2. Consider where you are and who you know
Your life experiences so far have all contributed to your values in some way. Some of your life decisions have likely been made based on core values. Think about the times you overcame hardships, where you excelled, and times you felt the most fulfilled. Look for the values that guided you in those times.
Just as your own life serves as a resource for understanding what is important to you, looking at other peoples’ lives can also help. Who do you look up to? What values do they live by that matter to you?
By looking at how you and other people came to be where you and they are, you have further defined your core values.
3. Choose the 10-15 values that resonate most
The full list of values can be overwhelming. And there’s a tendency to want to prioritize everything. But choosing 10-15 of the most important values will help you stay focused.
4. Bucket any values that complement each other
Once you select your tops values, you might notice patterns. Maybe you have artistry, creativity, and craftspersonship. These can all be grouped under one high-priority value.

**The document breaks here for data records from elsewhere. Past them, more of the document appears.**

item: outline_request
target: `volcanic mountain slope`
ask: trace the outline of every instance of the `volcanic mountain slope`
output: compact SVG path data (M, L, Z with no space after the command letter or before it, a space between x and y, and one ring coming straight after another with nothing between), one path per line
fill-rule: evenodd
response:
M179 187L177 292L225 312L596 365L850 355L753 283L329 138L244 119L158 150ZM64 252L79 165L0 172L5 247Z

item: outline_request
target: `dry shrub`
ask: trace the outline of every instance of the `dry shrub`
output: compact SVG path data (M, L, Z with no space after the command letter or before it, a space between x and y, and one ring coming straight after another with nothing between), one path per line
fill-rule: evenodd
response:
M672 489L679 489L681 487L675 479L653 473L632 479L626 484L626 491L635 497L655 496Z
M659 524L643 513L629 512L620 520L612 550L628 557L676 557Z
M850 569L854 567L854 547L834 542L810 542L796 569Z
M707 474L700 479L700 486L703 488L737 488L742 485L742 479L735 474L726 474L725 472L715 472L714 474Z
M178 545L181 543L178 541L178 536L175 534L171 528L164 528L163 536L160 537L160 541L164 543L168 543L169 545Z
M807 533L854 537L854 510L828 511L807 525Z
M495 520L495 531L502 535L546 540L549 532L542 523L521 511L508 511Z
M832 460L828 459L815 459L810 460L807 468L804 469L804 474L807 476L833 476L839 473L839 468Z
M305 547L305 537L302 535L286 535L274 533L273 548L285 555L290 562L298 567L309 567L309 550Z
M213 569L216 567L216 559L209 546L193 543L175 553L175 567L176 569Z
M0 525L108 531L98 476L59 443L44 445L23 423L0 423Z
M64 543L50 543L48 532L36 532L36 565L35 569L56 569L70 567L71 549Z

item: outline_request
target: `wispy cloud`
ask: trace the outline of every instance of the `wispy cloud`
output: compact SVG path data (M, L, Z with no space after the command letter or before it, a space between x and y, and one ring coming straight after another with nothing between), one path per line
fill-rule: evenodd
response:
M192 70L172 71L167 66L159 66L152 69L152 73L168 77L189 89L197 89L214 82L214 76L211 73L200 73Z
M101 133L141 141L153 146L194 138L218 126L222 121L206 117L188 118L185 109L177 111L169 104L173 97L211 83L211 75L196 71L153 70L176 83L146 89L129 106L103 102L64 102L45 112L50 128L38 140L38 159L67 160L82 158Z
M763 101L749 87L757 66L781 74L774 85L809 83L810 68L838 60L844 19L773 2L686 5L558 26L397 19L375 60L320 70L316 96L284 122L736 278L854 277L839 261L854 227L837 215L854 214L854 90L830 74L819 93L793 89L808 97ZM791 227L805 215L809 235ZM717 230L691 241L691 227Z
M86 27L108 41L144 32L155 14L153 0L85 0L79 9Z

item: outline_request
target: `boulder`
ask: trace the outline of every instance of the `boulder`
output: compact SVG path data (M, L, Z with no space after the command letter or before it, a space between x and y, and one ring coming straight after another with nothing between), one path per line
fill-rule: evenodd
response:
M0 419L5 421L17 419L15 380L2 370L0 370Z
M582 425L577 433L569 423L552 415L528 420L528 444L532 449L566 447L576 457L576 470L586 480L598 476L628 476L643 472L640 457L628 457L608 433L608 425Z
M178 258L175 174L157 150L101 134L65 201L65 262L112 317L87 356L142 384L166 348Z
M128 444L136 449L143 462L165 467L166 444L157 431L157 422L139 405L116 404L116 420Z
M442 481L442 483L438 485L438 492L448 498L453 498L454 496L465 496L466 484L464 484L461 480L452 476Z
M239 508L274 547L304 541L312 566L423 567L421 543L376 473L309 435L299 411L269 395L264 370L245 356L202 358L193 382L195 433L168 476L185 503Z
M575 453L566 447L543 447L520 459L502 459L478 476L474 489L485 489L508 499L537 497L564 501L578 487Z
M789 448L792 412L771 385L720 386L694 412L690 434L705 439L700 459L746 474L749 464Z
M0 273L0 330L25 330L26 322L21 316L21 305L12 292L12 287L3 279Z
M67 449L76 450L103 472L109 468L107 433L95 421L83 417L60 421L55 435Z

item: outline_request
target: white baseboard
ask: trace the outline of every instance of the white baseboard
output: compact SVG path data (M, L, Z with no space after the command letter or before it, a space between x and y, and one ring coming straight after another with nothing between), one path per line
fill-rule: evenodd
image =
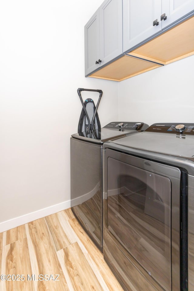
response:
M71 207L71 200L65 201L45 208L40 209L33 212L31 212L24 215L12 218L0 223L0 232L16 227L22 224L41 218L47 215L59 212Z

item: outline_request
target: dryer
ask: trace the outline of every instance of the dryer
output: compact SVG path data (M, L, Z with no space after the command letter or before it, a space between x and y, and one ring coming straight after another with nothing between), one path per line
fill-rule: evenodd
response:
M124 290L194 290L194 123L103 147L104 257Z

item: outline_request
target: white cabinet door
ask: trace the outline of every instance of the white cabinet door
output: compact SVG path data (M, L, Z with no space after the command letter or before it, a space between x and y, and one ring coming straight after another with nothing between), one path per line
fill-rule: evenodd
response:
M99 8L101 65L122 53L122 0L105 0Z
M162 21L162 28L164 29L179 19L194 12L194 0L162 0L162 15L165 13L167 18L165 20Z
M123 0L123 6L125 52L162 30L162 2L161 0ZM158 25L153 25L155 21Z
M98 62L100 59L99 8L85 25L84 34L86 75L101 65L100 62Z

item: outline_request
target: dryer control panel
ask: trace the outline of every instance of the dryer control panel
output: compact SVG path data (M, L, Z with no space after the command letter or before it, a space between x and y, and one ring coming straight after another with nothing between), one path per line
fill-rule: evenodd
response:
M154 123L145 131L194 135L194 123L182 122Z
M104 128L117 129L121 131L125 131L137 130L143 131L149 125L143 122L132 122L131 121L115 121L110 122L104 126Z

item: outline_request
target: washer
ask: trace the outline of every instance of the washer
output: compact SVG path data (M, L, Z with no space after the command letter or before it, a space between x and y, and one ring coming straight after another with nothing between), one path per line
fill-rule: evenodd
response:
M104 257L125 290L194 290L194 123L105 143Z
M75 217L102 250L102 147L105 142L144 130L141 122L112 122L101 129L100 139L79 133L70 139L71 205Z

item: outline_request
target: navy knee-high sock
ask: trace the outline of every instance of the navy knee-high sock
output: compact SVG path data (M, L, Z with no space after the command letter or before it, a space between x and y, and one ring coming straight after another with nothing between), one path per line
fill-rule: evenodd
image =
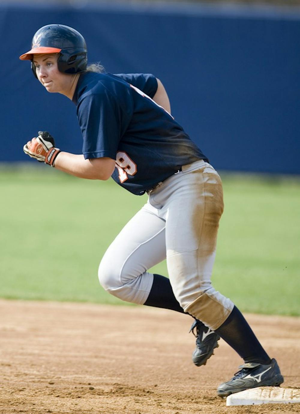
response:
M215 331L245 362L264 364L271 363L270 357L236 306L225 322Z
M174 296L169 279L160 274L154 276L151 290L144 304L148 306L171 309L184 313L184 310Z

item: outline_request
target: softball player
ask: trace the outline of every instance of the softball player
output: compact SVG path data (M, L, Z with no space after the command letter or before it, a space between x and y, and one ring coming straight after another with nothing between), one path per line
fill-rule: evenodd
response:
M192 316L196 365L212 354L221 337L243 359L240 370L221 384L225 397L283 381L230 299L211 276L223 211L220 177L170 114L168 95L152 75L113 75L87 67L84 39L74 29L51 24L34 35L20 57L49 92L71 99L83 138L82 154L61 151L46 132L25 152L82 178L111 176L147 202L109 246L99 267L100 283L124 301ZM166 257L169 279L148 271Z

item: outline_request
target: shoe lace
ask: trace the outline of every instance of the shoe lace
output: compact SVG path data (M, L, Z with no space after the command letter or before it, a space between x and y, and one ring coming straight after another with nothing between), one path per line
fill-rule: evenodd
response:
M238 378L240 378L241 377L244 376L244 375L250 372L251 371L251 369L249 368L242 368L242 369L240 370L235 373L230 380L232 381L233 380L236 380Z
M199 335L200 332L200 327L204 326L204 324L203 324L202 322L201 322L199 320L198 320L196 319L194 321L191 327L191 329L190 330L190 332L192 332L193 335L194 335L194 337L196 338L196 344L198 344L198 342L201 343L201 341ZM194 332L195 328L196 328L196 333L195 333ZM189 332L189 333L190 332Z

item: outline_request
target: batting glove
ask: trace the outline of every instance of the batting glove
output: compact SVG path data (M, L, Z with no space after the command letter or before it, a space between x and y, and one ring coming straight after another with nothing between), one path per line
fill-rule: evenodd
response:
M25 144L23 151L32 158L54 167L55 159L60 150L55 148L54 138L47 131L39 131L38 133L38 137Z

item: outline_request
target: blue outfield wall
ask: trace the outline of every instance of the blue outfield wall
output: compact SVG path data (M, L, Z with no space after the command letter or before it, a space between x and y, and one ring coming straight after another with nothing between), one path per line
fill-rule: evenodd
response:
M34 162L22 148L40 130L81 152L74 104L19 60L53 23L82 33L90 62L108 72L159 78L173 116L216 168L300 174L300 10L187 4L0 5L0 161Z

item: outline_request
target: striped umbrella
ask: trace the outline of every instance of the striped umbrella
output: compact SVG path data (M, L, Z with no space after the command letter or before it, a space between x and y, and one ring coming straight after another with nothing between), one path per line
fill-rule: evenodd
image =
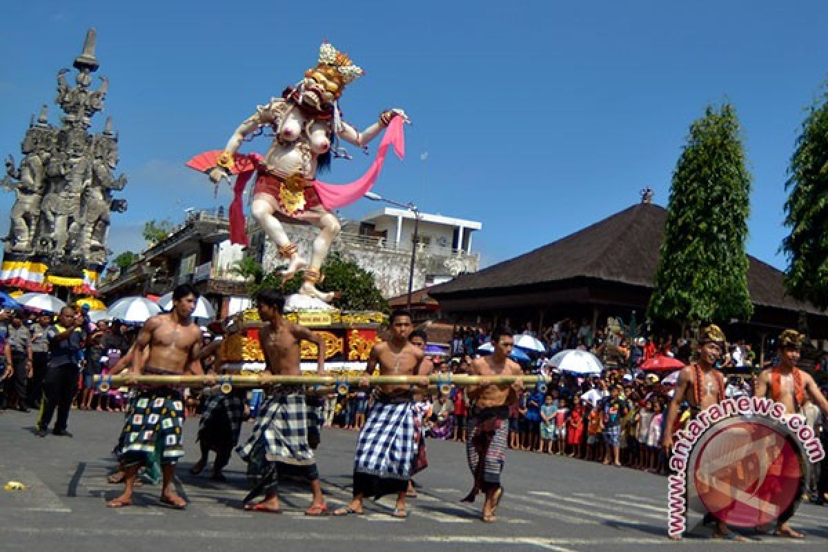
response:
M24 293L17 300L24 307L51 313L60 312L60 309L66 306L60 299L47 293Z
M161 307L146 297L124 297L107 309L108 316L124 322L146 322L160 313Z

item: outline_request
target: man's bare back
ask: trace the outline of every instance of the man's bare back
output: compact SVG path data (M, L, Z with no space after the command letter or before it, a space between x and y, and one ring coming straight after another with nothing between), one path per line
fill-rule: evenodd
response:
M322 347L325 342L307 328L282 319L277 327L268 324L259 330L259 343L264 353L266 372L274 376L301 376L301 343L310 341ZM321 343L320 343L321 342Z
M523 371L520 366L507 358L502 364L494 361L494 356L475 358L471 363L472 376L522 376ZM478 408L491 406L503 406L510 404L516 398L518 390L522 389L522 382L515 383L486 384L474 386L469 390L469 396L476 399Z
M201 373L200 365L195 367L201 348L201 329L190 319L177 321L171 313L149 319L136 341L137 350L142 352L147 347L149 355L145 366L148 368L179 374L188 371ZM137 367L138 364L142 362L136 362Z

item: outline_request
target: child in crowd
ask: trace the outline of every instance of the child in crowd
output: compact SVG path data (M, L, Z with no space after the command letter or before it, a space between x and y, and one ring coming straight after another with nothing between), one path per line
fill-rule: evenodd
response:
M644 406L638 413L638 442L641 443L641 462L639 469L647 469L650 467L650 422L652 421L652 402L645 401Z
M581 458L580 440L584 435L584 403L580 401L580 397L575 396L575 407L572 414L566 421L566 442L571 447L572 452L570 458Z
M555 415L558 411L558 405L551 395L547 395L541 406L541 449L542 453L554 453L552 441L555 439Z
M595 446L601 439L601 432L604 430L604 413L600 408L595 407L590 410L587 418L589 423L586 427L586 459L597 460L595 456Z
M558 411L555 414L555 437L558 441L558 454L566 453L566 420L568 419L569 408L566 406L566 399L559 399Z
M650 473L659 473L663 467L661 455L662 423L664 409L661 401L652 403L652 418L650 420L650 431L647 434L647 447L650 449Z

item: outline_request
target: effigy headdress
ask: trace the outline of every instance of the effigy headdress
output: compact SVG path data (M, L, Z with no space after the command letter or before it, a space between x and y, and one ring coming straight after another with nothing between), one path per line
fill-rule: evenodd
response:
M339 51L332 44L323 42L319 47L316 66L306 71L305 76L331 82L332 86L328 89L339 97L345 86L363 74L362 68L354 65L347 54ZM323 78L320 79L319 76Z

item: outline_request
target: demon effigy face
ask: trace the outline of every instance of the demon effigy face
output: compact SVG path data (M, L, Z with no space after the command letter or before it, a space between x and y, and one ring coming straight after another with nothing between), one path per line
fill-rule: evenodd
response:
M299 102L318 111L328 109L342 95L345 86L362 74L362 69L354 65L347 55L325 42L320 46L316 66L306 71L299 84Z

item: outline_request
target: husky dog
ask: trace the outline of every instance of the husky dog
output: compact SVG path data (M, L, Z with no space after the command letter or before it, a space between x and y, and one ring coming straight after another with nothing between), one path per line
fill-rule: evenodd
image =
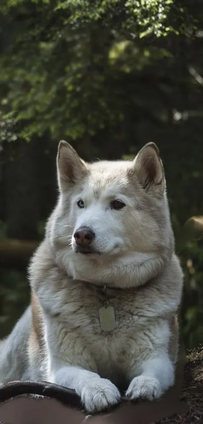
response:
M2 342L0 381L75 389L89 412L159 398L174 383L183 274L159 150L90 164L61 141L57 169L31 305Z

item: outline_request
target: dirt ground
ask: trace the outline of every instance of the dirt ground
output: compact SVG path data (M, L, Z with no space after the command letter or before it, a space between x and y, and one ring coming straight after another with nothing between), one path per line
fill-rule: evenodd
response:
M187 358L181 397L188 403L188 411L157 421L156 424L203 424L203 346L192 351Z

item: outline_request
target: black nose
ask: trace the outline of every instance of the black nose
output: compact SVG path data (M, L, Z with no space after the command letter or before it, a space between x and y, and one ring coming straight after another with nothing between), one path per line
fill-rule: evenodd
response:
M83 227L76 231L74 237L77 244L83 247L90 245L95 237L95 234L88 227Z

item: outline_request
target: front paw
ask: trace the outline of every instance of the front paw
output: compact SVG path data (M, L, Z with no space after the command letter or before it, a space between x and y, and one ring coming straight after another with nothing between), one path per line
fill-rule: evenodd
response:
M157 379L139 375L131 382L125 397L129 400L139 398L153 400L161 397L162 394L161 385Z
M118 403L119 390L106 379L93 379L87 382L82 390L81 399L86 410L96 412Z

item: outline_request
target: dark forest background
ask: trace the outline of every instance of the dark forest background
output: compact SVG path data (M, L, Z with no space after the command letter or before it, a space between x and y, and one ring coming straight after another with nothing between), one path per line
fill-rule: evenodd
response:
M202 0L1 0L0 336L57 195L65 139L87 160L163 158L185 273L187 348L203 343Z

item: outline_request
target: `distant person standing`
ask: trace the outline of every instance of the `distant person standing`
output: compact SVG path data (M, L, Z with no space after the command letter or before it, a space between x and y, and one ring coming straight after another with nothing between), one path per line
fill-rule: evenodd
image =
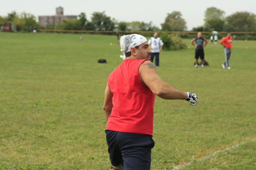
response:
M33 30L33 32L34 33L36 33L36 27L34 27L34 30Z
M218 36L217 36L217 35L215 35L214 36L214 43L215 44L217 44L217 41L218 41Z
M119 33L118 32L116 33L116 38L117 39L117 44L119 44Z
M225 54L225 62L222 64L222 67L225 67L228 69L230 69L229 65L229 59L231 54L231 44L233 38L231 36L231 33L229 32L226 36L222 38L220 40L220 44L224 47L224 52Z
M156 66L159 66L159 54L160 51L162 50L163 43L161 39L158 37L157 33L155 33L154 37L151 37L148 40L148 44L152 52L150 55L150 61L153 62L154 56L156 56L155 60Z
M204 41L205 41L205 44L204 45ZM194 44L194 41L196 41L196 45ZM197 33L197 36L194 38L191 41L191 43L193 46L196 47L195 58L196 59L196 64L195 68L197 68L198 59L200 56L201 60L201 65L202 68L204 67L204 48L206 46L208 43L206 39L202 36L202 33L199 32Z
M211 35L211 36L210 39L211 40L211 41L212 42L212 44L213 43L213 35Z

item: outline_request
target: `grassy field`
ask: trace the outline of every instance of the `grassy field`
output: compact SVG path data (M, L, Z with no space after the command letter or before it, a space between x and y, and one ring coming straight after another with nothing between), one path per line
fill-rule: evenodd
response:
M0 169L108 169L102 107L122 53L113 36L80 36L0 33ZM194 68L194 49L184 41L190 48L162 51L158 71L196 93L198 104L156 97L151 169L193 158L183 169L256 169L256 42L233 42L228 70L223 48L210 43L210 65Z

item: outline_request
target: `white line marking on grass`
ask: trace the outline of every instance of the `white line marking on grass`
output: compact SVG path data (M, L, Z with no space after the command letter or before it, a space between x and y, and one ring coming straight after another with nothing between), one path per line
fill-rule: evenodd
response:
M234 149L235 149L238 148L239 146L242 145L244 145L245 144L246 144L247 143L248 143L249 142L254 142L255 141L256 141L256 138L253 138L252 140L247 140L247 141L244 141L243 142L240 142L239 143L238 143L236 144L236 145L233 145L232 146L228 147L228 148L225 148L225 149L221 150L220 149L218 150L217 150L217 151L216 151L215 152L213 152L213 153L211 153L209 155L208 155L205 156L204 156L203 157L202 157L201 158L199 158L198 159L195 159L194 158L192 159L190 161L188 162L188 163L183 163L181 164L181 165L179 166L173 166L173 169L182 169L183 168L184 168L186 166L190 165L192 163L193 163L194 161L204 161L204 160L208 159L210 159L213 157L214 156L216 156L216 155L217 155L217 154L219 153L220 152L223 152L224 151L226 151L227 150L229 151L229 150L233 150Z

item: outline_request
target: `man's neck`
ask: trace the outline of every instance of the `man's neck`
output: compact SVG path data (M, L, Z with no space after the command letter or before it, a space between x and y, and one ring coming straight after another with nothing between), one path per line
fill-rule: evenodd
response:
M125 59L126 60L128 60L129 59L133 59L134 60L138 60L135 56L132 55L130 56L130 57L127 57Z

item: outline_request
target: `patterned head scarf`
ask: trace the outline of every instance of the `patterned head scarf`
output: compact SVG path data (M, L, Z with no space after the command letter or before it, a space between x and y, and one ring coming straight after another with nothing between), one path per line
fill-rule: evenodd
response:
M126 53L130 51L131 48L135 47L147 41L147 40L145 37L139 34L131 34L122 36L120 40L121 49L120 51L123 52L124 55L120 55L120 57L124 60L126 58Z

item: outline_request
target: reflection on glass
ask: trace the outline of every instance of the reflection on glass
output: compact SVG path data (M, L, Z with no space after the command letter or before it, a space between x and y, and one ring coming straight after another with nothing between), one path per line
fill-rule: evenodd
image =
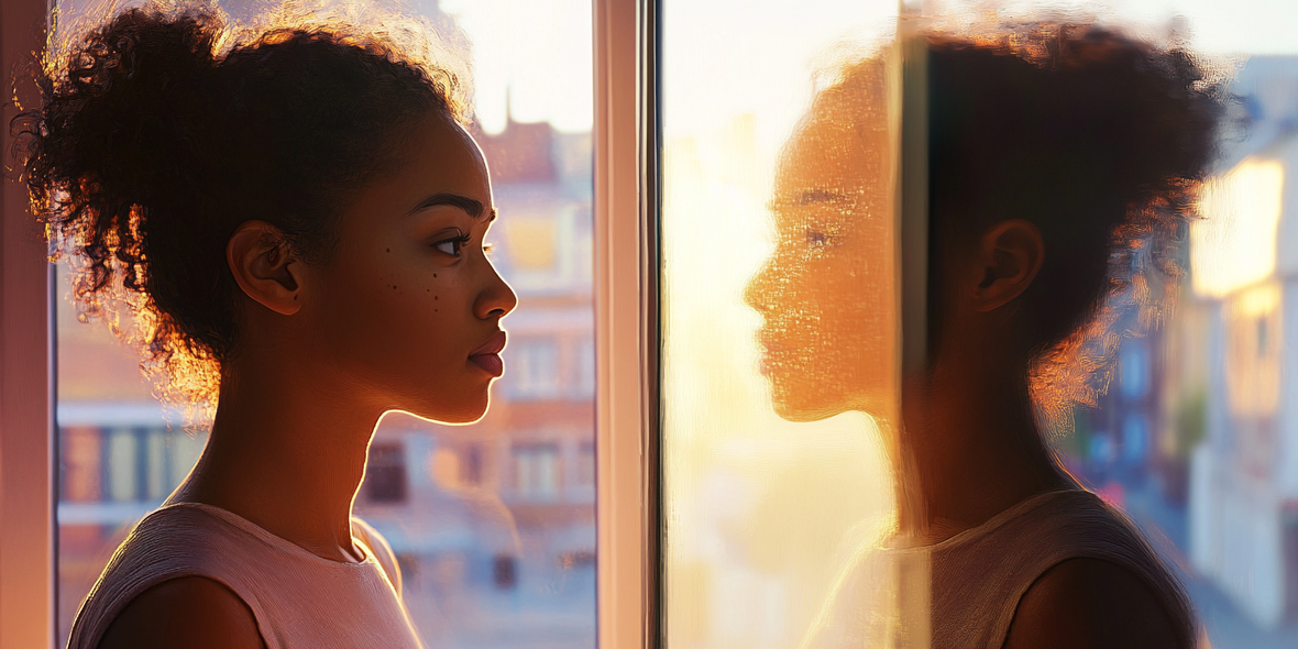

Clustering your list of values will help you see the areas that are most important to you and those that carry the most weight.
5. Order them by priority
Whether you have clusters of values or not, you can still put them in order of importance. It’s hard (or impossible) to do everything at once. So keeping a narrow focus on some top values can help you succeed in aligning with them.
4 tips for living in alignment with your values
Of course, there are things you cannot control: a client’s response to your latest pitch, your partner’s mood, a power outage.
But here are four areas you can control right now that might boost your connection to your personal values.
1. Address your mindset
How do you show up every day? Do you show up ready to take on difficult projects and cheer others on? Or are you more likely to shy away from challenging work?
You can positively influence those around you and your own mental well-being by leaning in on your values. If hard work and dependability are important personal values to you, then establishing a mindset to live up to them will support your personal growth and help you feel more aligned.
2. Be aware of where you put your effort
How intentional are you with your commitments, completing your assignments, and connecting with family members and loved ones? If you have ever heard that you are where you put your energy, it rings true.
If your actions do not align with your values, you may feel disconnected from your daily routine. Or you could have the urge to change things up. When your actions align with your values, though, you’ll likely feel more settled in life and work.
3. Notice how you treat others
When faced with challenging situations, how do you respond? Does your behavior reflect your list of core values? Try to build your self-awareness and practice being clear, empathetic, and direct. These qualities will likely feed into the relationship-based values you have highlighted.
4. Establish short-term and long-term goals.
What’s on your agenda? The way you plan for each day and look ahead to your future gives shape to your purpose and meaning. When you set goals based on a set of values, you’ll feel more motivated to achieve them.
5. Take care of yourself
Are you giving yourself the movement, nutritious foods, and rest you need? Nutrition and mental health are closely linked. And physical well-being feeds into your mental well-being. So fortifying yourself allows you to face the many things out of your control.
What are your personal core values?
When you have a clear direction of where you’re heading in life, your values shine through. You have purpose and meaning because you know what you want to achieve, and you can make decisions and take actions based on a handful of guiding principles.
Finding purpose and meaning in your work and daily life can lead to a more fulfilling life.